La primera materia que más me gustó, fue dibujo. Solía practicar por las tardes bocetando las vistas que me ofrecía el paisaje o entreteniéndome con detalles pintorescos de la finca. No me faltaba qué dibujar: el zaguán por el que trepaban las enredaderas y del que colgaba una banca como columpio; una antigua carreta de dos ruedas que perduraba en su madera mohosa y sus herrumbrosos hierros, y que yacía a la puerta del establo, bajo unos árboles, reclinada sobre las pértigas del tiro; el tractor, de antiguo modelo, estacionado en el cobertizo; el gallinero en ebullición, y el panorama del bosque que se divisaba desde una banca instalada a espaldas de la finca, bajo un robusto y frondoso ahuehuete, en un paraje reservado tras la vegetación.

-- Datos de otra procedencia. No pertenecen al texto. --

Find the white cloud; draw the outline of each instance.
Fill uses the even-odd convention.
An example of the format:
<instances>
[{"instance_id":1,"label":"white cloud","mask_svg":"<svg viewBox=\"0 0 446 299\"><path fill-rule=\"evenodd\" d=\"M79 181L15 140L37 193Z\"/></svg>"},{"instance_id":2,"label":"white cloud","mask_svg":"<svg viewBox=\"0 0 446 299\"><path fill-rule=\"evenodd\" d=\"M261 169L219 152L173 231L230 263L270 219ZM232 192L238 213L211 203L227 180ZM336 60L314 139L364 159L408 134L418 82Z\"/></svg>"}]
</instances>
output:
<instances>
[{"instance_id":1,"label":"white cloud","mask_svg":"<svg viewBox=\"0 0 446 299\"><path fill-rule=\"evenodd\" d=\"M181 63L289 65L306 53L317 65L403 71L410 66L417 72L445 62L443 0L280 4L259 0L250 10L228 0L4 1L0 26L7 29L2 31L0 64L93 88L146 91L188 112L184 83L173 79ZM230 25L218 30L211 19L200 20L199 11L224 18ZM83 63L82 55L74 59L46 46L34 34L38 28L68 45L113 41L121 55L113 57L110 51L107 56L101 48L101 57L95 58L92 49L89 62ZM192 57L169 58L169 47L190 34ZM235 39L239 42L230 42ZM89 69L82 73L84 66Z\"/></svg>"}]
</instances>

Sin embargo, el tema favorito de mis bocetos eran las hojas de parra, los racimos de uva, los retorcidos sarmientos de la vid. A menudo recorría el viñedo en busca de hojas y racimos que esbozar. Me sentaba en la tierra y, desde esa perspectiva, abría el block, afilaba los lápices y me abstraía en el bosquejo, hasta que me faltaba la luz.
Al principio era un poco torpe, y toscos mis trazos pero, a fuerza de práctica, llegué a desarrollar cierta habilidad.
Aunque las colegiaturas eran baratas, en cambio los instrumentos de estudio demandaban constantes gastos: block de dibujo, juego de lápices de grafito y al pastel, además de los materiales didácticos comunes.
Pero el mayor desembolso sobrevino en el tercer semestre, cuando tuve que adquirir una cámara para mis clases de fotografía. Bajo los auspicios de mi padre adquirí la Nikon de modelo más reciente, una D5100. Con la actitud severa que lo caracterizaba, me pidió una lista de la cámara y sus accesorios, incluyendo marca, características y especificaciones. La suma de lentes (macro, 35 milímetros y telefoto) baterías y cargador, trípode, flash, disparador remoto, significó entonces un cuantioso desembolso para mi padre, que dobló la lista cuando se la entregué, y él mismo se la encargó a un fayuquero de la comunidad cercana. Con sus propios ahorros, pagó el importe al recibir los artículos.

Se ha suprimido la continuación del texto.